Now
In the quiet and the dark I run my fingers against the sides of the tunnel. Cool and damp, smooth like glass. I walked this way, my hands feeling the way until my finger tips grazed a button the size of my palm. Inches above me (though I wasn’t able to see them) I knew there were rough engraved letters that spelled PUBLIX. I push the button in and the door slides, installed years ago by a wealthy doomsday prep fanatic. This is how we get to school now (those of us who have been lucky enough to have found a Publix school), the idea of a building with a bell above and open doors to a school yard something that the littles never even had a chance to forget. The gleeful assault on my senses never gets old. Cashton’s tiny squeal-like laugh fills my ears as the other children chase him in a joyous, archaic, game of tag.
"The little are riled up again. I hope lunch isn’t all sugar this time". I grin. She grins. She knows me well. We buy what’s cheap...that’s usually something heavy with sugar.
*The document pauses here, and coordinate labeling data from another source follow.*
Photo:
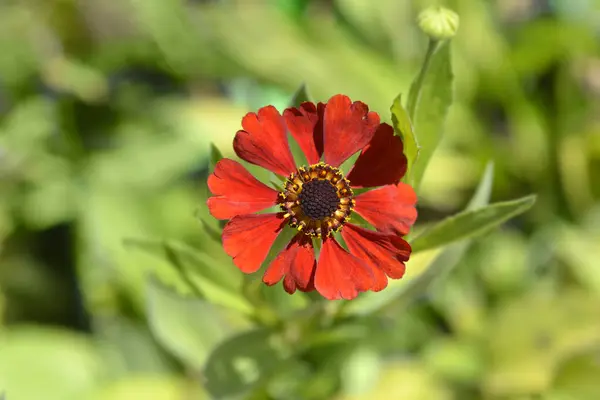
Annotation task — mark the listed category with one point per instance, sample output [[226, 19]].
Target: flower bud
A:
[[438, 22]]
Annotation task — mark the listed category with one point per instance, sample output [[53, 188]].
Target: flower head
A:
[[317, 199]]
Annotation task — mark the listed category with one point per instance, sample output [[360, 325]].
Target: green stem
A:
[[415, 89]]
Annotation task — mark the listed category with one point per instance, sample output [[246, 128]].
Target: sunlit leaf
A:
[[470, 223], [577, 378], [188, 327], [404, 380], [403, 128], [204, 275], [44, 363], [423, 268], [528, 337], [428, 101], [239, 363], [149, 387]]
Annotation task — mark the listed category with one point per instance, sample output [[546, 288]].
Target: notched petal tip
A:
[[339, 274], [295, 264], [348, 127], [383, 252], [236, 191], [263, 141], [390, 208], [381, 162], [305, 124], [248, 239]]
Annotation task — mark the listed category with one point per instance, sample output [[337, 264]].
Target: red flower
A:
[[317, 199]]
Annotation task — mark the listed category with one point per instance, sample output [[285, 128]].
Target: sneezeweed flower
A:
[[317, 199]]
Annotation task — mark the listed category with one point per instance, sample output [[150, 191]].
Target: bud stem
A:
[[415, 88]]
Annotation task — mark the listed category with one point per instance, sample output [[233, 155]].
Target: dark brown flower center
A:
[[317, 200]]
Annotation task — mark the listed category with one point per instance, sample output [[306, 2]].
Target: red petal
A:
[[383, 252], [236, 191], [390, 208], [306, 126], [264, 141], [339, 274], [348, 127], [382, 162], [248, 239], [297, 263]]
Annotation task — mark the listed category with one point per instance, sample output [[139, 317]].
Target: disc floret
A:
[[317, 200]]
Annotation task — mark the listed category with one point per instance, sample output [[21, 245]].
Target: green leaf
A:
[[578, 378], [215, 156], [149, 387], [403, 128], [204, 275], [188, 327], [528, 338], [423, 268], [45, 363], [241, 362], [428, 101], [300, 96], [471, 223]]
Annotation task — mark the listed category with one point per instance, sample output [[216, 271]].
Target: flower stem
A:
[[415, 88]]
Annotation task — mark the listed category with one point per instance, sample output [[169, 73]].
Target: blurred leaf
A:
[[203, 274], [67, 75], [403, 128], [300, 96], [455, 360], [44, 363], [429, 98], [430, 265], [577, 378], [529, 336], [239, 363], [360, 372], [470, 223], [150, 387], [189, 328], [215, 157], [404, 380]]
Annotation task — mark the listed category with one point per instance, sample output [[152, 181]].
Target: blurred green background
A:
[[107, 113]]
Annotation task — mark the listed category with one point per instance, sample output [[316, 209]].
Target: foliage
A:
[[113, 281]]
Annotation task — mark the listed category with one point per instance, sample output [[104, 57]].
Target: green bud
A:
[[439, 22]]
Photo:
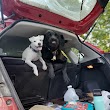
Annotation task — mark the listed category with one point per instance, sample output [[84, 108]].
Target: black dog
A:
[[52, 53]]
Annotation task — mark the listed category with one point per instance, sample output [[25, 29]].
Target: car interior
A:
[[86, 68]]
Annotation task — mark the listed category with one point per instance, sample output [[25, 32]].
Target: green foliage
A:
[[100, 35]]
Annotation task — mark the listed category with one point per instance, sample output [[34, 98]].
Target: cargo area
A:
[[33, 90]]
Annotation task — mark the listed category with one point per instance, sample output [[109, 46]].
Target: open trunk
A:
[[38, 90]]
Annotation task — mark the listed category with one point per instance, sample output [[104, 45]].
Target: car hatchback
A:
[[87, 67]]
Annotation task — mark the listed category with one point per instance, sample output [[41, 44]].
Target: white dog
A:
[[33, 53]]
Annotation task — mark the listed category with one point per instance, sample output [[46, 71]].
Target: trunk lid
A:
[[73, 15]]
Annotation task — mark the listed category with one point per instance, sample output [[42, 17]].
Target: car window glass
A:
[[13, 46], [78, 54]]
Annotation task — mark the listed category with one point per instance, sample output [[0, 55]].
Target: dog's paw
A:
[[44, 67]]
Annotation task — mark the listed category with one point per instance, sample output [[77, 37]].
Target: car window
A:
[[73, 9], [13, 46], [79, 55]]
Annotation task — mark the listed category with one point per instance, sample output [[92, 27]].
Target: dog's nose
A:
[[39, 44]]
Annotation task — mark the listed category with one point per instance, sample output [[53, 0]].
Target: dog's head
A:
[[53, 40], [37, 42]]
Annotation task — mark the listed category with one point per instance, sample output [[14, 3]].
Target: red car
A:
[[87, 68]]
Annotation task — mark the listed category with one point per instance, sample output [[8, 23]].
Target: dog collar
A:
[[36, 51]]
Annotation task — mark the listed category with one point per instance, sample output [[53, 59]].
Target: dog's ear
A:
[[42, 37], [31, 39]]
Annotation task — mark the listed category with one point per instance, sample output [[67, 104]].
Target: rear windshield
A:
[[75, 10]]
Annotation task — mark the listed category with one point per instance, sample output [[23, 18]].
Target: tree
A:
[[100, 35]]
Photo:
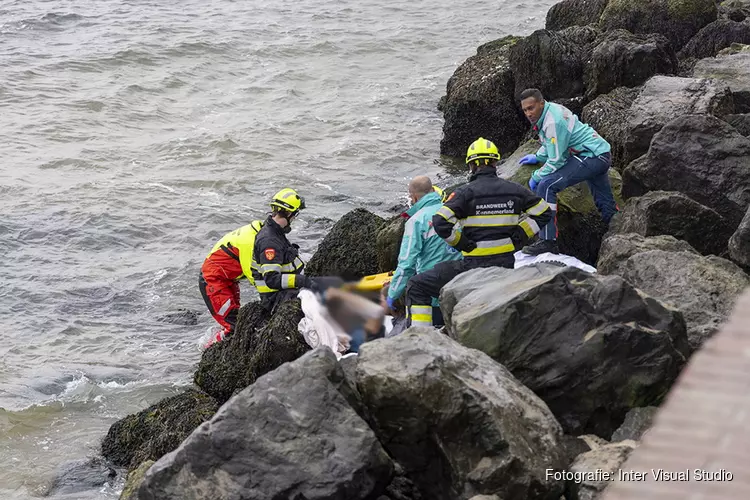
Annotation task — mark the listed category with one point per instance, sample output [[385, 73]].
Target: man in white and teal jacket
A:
[[421, 248], [571, 152]]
We lost our patron to fear months ago. I throw my backpack to the side. It has felt good to use it again since being here, like it has a purpose again. There’s an open Chromebook in the “Tech” and I power it on. It’s the only safe place to plug in anymore. I scroll through more of the same. Same as a week ago, same as a month ago. Nobody talks about the bad anymore, we all know more is coming, but we also know everyone is recording every keyboard motion and picture upload. Most don’t talk about it because we already know and accept what happened. We’ve survived the Government’s changes. Some of us just came out of it with more emotional scars than others-or with more parents left.
Aliya is peering over my shoulder, “Just post it this time, maybe someone can help?” I chuckle, “What should I write Liya? Dear artificial friends, my emotionally abusive mom took off after the Government decided National Education was a good idea...responsibility and work just weren’t her thing....not sure if I want to find her or punch her...but message me with any intel”.
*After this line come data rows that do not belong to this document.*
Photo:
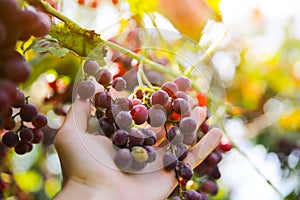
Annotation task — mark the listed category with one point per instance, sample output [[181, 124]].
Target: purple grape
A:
[[174, 136], [189, 139], [182, 95], [103, 100], [28, 112], [26, 135], [168, 109], [170, 87], [106, 128], [139, 114], [136, 137], [8, 123], [149, 136], [123, 120], [19, 101], [10, 139], [210, 187], [124, 103], [181, 151], [156, 116], [186, 171], [204, 127], [216, 174], [151, 153], [192, 195], [104, 77], [38, 136], [160, 97], [119, 84], [170, 161], [23, 147], [187, 125], [86, 89], [139, 154], [213, 159], [180, 106], [39, 121], [120, 138], [123, 159]]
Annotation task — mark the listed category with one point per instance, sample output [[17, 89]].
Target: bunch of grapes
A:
[[130, 123], [18, 24]]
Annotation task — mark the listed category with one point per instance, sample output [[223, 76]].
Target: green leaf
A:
[[48, 45], [85, 43]]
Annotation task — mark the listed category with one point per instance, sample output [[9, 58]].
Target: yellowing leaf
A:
[[214, 4], [85, 43]]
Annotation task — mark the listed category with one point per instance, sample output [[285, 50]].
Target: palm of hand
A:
[[88, 160]]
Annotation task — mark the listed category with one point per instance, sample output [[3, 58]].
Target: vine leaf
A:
[[47, 45], [85, 43]]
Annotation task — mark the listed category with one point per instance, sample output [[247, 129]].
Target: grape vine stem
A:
[[46, 7]]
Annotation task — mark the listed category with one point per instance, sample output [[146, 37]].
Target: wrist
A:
[[78, 190]]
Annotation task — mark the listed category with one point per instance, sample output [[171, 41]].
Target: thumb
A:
[[75, 122], [204, 147]]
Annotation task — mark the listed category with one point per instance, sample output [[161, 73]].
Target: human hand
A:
[[89, 171]]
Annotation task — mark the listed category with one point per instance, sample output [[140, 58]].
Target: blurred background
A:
[[256, 57]]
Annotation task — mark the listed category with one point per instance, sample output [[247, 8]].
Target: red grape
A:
[[39, 121], [28, 112], [170, 161], [104, 77], [26, 135], [10, 139], [183, 83]]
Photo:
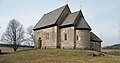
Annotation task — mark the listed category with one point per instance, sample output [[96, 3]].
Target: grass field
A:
[[57, 56]]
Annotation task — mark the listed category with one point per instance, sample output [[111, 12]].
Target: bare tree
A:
[[30, 39], [14, 34]]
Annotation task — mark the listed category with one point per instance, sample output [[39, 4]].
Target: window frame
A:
[[65, 37], [47, 36]]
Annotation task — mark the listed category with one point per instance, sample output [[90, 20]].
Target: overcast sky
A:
[[102, 15]]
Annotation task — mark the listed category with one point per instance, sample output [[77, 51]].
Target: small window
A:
[[47, 36], [65, 37], [77, 37]]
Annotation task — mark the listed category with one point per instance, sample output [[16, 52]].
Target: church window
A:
[[77, 37], [65, 36], [47, 36]]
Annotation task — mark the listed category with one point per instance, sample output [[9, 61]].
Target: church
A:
[[64, 29]]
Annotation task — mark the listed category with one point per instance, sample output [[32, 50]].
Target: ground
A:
[[57, 56]]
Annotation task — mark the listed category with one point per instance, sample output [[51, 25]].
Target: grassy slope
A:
[[57, 56]]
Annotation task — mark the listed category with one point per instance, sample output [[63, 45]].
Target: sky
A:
[[102, 15]]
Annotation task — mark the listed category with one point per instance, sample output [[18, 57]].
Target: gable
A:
[[51, 18]]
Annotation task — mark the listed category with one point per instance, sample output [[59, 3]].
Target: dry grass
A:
[[57, 56]]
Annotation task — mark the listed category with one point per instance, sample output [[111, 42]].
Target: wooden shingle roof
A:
[[63, 17], [50, 18]]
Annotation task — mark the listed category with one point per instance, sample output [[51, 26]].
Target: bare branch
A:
[[14, 34]]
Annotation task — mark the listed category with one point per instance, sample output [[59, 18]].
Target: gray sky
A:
[[102, 15]]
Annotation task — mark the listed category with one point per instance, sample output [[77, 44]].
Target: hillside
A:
[[115, 46], [57, 56]]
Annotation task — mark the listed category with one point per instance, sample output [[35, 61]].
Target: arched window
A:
[[65, 36]]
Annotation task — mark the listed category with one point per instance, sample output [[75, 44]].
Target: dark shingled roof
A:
[[94, 38], [70, 19], [63, 17], [82, 24], [50, 18]]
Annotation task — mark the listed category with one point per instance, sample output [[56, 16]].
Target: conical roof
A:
[[94, 38]]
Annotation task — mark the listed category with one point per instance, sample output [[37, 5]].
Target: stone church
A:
[[62, 28]]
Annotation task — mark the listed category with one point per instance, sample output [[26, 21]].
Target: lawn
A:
[[57, 56]]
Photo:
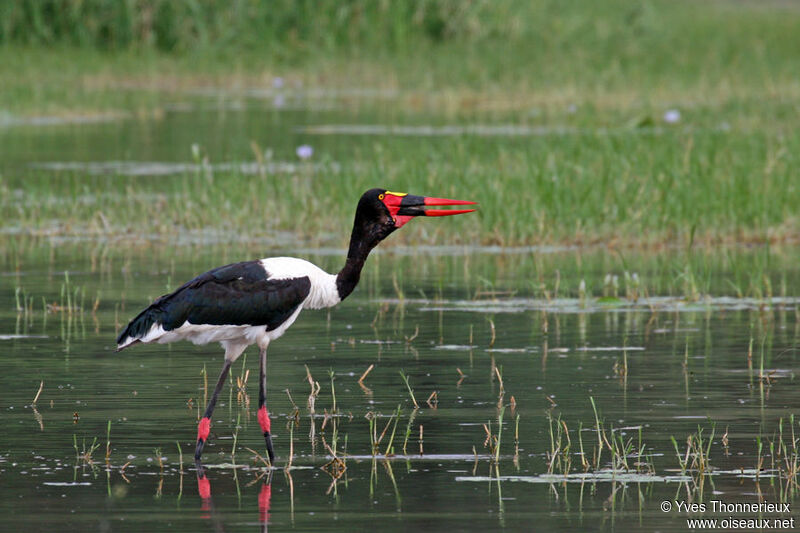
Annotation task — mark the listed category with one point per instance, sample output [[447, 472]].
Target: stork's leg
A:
[[204, 427], [263, 415]]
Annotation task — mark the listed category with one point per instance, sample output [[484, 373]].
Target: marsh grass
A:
[[605, 166]]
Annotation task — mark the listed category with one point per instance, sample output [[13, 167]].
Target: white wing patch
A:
[[323, 291]]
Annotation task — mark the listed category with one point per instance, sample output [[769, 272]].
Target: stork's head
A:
[[380, 212]]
Liya is the one laughing this time, “ Ok, ok, when you’re ready”. I wasn’t ready for anything yet, 18 months and I was still avoiding. I couldn’t force myself to stop and stand still. If I did it would mean that for that moment in time I would feel broken again. I would have to once again sit cross legged on the floor, alone in a giant house, and spread out all the pieces of my cracked home. I’m exhausted from having to put myself together. I want someone to gather up these pieces and make me realize that I don’t have to be put together-whole-to be worthy of healthy love. I think they call those people parents, I wouldn’t know.
Cashton’s grey blue eyes slowly show themselves from behind the computer screen. I move my head sideways, squint, and wrinkle my nose, “is someone ready for a story?” “Yesssss,” he squeals and runs to find a picture book we’ve undoubtedly read to the point of memorization. The old rocking chair is calling my name today. On the corner of a navy blue shag rug that no janitor would ever agree to vacuum. Littered with bean bag chairs and large pillows that we’ve all donated over time.
"1, 2, 3, 4, 5..." I chime and a chorus of little voices calls back, "Public school is still alive!"